I think there's a few things here that are jumping out to me,
Firstly I fully understand why your partner has felt the need to jump to help out his son. He's his parent, it's his responsibility to do that. I do think he should have had a discussion with you about it, but I also think when you get with someone who has children you have to accept that there may come a day where those children need to live with you full time and it may not be at the most convenient moment for you both. But you'd need to accept it as a responsibility that your partner has, just as he'd need to accept it were the roles reversed.
The second thing that jumped out at me was that he expects you to be the one to parent and support his son? That to me suggests he's either very lazy (which doesn't necessarily fit with being happy with his kid coming to live with you all with the issues he's likely to bring with him) or he's actually really not confident in his own parenting abilities. It sounds like something he needs to work on so he can step up and be the parent he needs to be outside of you.
The third thing I wondered about is when you say you regularly have to undermine your partner because you feel he spoils your kids and lacks discipline and you disagree with his parenting methods. I do think that can sometimes be needed- but it can also be really unconstructive as well. If you're regularly undermining him, how is he meant to feel confident in his decisions parenting your shared child (if thats the issue) and could lead to him feeling like he needs to constantly default to you and what you think is correct? That doesn't sound healthy to me at all and I would recommend you both go for joint counselling to try and identify why you aren't able to work as a team and how you communicate and support each other. Either that or you ask him to leave and both continue to parent completely separately. At the very least counselling might help you identify if you've got your walls up after previous trauma and need help letting him in a bit more and loosening the reins, or if he needs to step up and own his responsibilities a bit more around the home and not leave it to you to be bad cop.

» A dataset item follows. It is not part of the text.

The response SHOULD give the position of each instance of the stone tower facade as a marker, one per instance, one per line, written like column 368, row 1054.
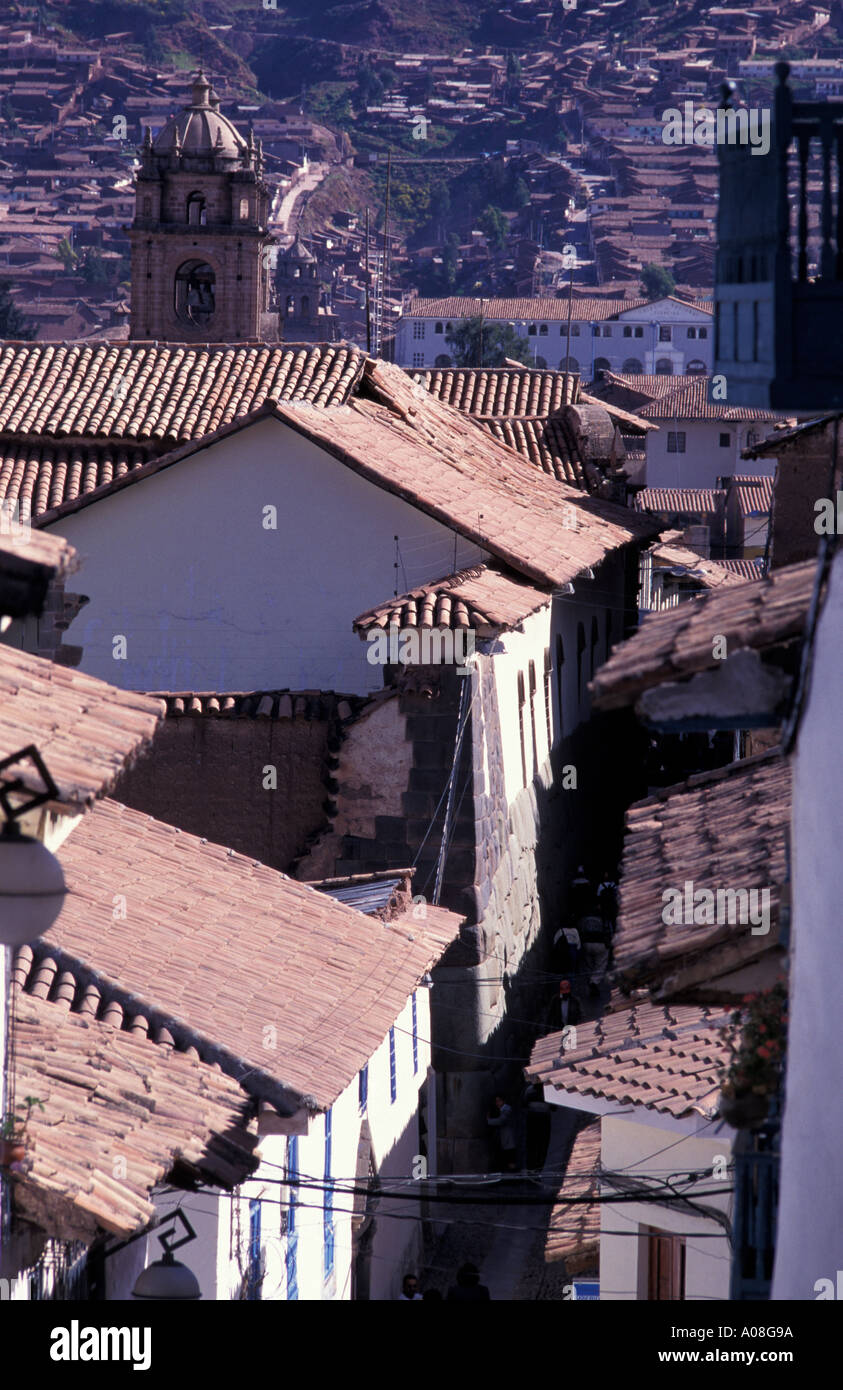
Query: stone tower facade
column 303, row 319
column 199, row 239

In terms of the pregnancy, it might be worth going for a few counselling sessions yourself to determine what you want and what the best option is for you going forwards if it's a baby you think you could come round to, or if perhaps you feel like you need a termination. Obviously there's a lot going on all round so having some clear space to really think that through might be helpful and you deserve to feel supported. Plus the talk of you having a mental breakdown etc would worry me in terms of gaslighting and it would be good to have some support thats just your own to process that.